In my current windows compute I have a task scheduled that calls the below batch file once a week. Running wsl2 on windows to have some docker vm run my models in ubuntu seems like several layers of engineering overkill to me, or am I wrong there?

cd C:\Users\bor\projects\valkyrie3
powershell -command clj -X valkyrie.fetch/fetch-live
powershell -command clj -M:predict
powershell -command clj -X valkyrie.submit/submit

I know I am using clojure, but someone could make the same using python and numerapi and a batch file, and that would cover windows and linux home machines.

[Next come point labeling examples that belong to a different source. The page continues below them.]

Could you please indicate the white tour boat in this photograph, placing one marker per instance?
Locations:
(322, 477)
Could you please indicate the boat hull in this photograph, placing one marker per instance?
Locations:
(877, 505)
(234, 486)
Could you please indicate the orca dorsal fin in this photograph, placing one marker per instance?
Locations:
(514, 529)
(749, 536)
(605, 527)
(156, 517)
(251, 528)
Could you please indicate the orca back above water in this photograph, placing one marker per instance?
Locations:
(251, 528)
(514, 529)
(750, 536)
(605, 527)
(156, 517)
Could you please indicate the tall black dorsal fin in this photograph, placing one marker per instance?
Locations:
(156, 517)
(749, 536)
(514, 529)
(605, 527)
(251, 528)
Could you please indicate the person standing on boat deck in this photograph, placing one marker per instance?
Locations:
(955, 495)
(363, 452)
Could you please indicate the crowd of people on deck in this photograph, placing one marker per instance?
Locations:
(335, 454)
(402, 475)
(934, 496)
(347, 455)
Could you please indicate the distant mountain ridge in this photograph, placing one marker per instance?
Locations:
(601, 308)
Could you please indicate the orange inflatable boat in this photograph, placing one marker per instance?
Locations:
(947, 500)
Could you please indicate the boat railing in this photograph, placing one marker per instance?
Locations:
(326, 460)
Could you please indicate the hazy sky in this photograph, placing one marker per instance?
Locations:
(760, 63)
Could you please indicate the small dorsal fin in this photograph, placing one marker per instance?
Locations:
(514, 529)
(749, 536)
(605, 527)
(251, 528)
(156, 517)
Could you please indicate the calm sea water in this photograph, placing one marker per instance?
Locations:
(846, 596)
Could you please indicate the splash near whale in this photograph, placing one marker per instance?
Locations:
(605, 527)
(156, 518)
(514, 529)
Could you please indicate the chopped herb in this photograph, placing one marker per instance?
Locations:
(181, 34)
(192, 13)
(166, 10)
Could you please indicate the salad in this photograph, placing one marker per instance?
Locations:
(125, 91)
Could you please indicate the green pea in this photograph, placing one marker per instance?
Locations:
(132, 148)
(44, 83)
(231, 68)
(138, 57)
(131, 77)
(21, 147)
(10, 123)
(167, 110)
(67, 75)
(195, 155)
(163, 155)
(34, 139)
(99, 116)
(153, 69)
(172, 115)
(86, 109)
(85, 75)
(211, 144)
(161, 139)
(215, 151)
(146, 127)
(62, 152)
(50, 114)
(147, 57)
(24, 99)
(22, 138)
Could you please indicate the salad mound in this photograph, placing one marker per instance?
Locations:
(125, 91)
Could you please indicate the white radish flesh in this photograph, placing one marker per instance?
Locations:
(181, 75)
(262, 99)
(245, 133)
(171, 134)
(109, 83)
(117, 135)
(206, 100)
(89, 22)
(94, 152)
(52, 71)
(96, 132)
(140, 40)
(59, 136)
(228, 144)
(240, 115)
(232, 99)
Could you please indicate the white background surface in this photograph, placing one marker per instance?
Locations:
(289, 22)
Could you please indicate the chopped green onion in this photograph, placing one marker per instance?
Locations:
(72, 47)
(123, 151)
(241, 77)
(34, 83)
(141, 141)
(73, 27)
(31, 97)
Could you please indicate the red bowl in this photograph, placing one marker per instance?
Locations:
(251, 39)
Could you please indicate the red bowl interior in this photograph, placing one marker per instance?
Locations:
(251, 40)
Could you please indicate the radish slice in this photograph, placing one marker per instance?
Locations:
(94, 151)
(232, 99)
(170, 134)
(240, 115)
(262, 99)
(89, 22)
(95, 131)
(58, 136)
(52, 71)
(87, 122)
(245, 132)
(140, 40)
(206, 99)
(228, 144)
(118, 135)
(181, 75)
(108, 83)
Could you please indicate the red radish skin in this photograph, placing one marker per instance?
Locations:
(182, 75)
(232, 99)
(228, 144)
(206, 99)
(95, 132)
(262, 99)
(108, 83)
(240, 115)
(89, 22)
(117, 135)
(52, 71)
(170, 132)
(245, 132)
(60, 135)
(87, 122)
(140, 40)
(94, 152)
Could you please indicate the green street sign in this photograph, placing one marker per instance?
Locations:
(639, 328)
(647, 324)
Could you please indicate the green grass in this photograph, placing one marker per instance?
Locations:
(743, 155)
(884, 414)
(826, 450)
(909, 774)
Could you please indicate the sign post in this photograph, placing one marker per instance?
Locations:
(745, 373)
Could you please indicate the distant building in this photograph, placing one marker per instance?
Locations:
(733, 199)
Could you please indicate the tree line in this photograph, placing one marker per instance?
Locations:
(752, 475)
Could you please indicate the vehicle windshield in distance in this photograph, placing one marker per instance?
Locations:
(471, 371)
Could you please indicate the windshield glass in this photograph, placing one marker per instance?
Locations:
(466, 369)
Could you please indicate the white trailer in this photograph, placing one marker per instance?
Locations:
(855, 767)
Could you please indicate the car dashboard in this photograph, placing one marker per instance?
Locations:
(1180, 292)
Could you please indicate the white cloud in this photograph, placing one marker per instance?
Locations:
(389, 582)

Thats a good one @bor1, I need to clear this one up for you. The local compute I mentioned there were just examples, like:

  • A windows PC with WSL2 (ubuntu) or just a PC with a clean install of ubuntu
  • A (hypervisor) PC running VM’s
  • A PC with Docker Desktop installed running Docker Containers
  • A Jetson Nano dedicated hardware with ubuntu

It doesn’t mean though we would be running WSL which would run docker or VM’s :slight_smile: I also like the idea of having a clean simple installation with as little overhead as possible. My current setup for example is just ubuntu running in Oracle with python scripts triggered by cronjob, and this is actually how I would want to start with this Numerai Compute.

The actual idea of this proposal is to make a python library from where you can easily deploy your compute to a cloud environment or a local environment. Deploy would mean: provision the compute including os, deploy your prediction pipelines (that is your python scripts, virtual environments) and then some configuration (memory, cronjob configurations, etc). And all that through simple one-line commands to hide the complexity of a cloud environment or local setup and also to make it possible to setup everything up within minutes. This is also I think what the numerai team is going to deliver with their AWS solution. Anyway :slight_smile: as an answer to your last question, yes thats actually what this proposal is also about.

1 Like

Polled the other CoE’s, and the consensus is something along the lines of “let’s wait and see if there is a sizable fraction of people that need something else than the new compute that is coming”.

For home use, just running a cron job or a scheduled task that runs a bash/batch script seems always the simpler application, but maybe there is a fraction of people whose models don’t fit on AWS lambda, or have some other reason that they cannot use AWS[1]

[1] I would hope that the single digit dollar costs of AWS isn’t a limitation for anyone - else buying into NMR for staking is going to be a big hurdle also. But maybe the problem is having a credit card or something like that.

Fair enough, lets put this one on a hold until the (beta) version of the numerai compute arrives or until daily predictions is announced with a date. Other reasons for not using the aws could be because some people have a better price deal with another public or private cloud provider and has a need for more cpu/gpu compute.

I am curious though how much people are actually spending on their compute with predictions, did anyone do a poll on that? Local compute would be the electricity bill and maybe hardware investments.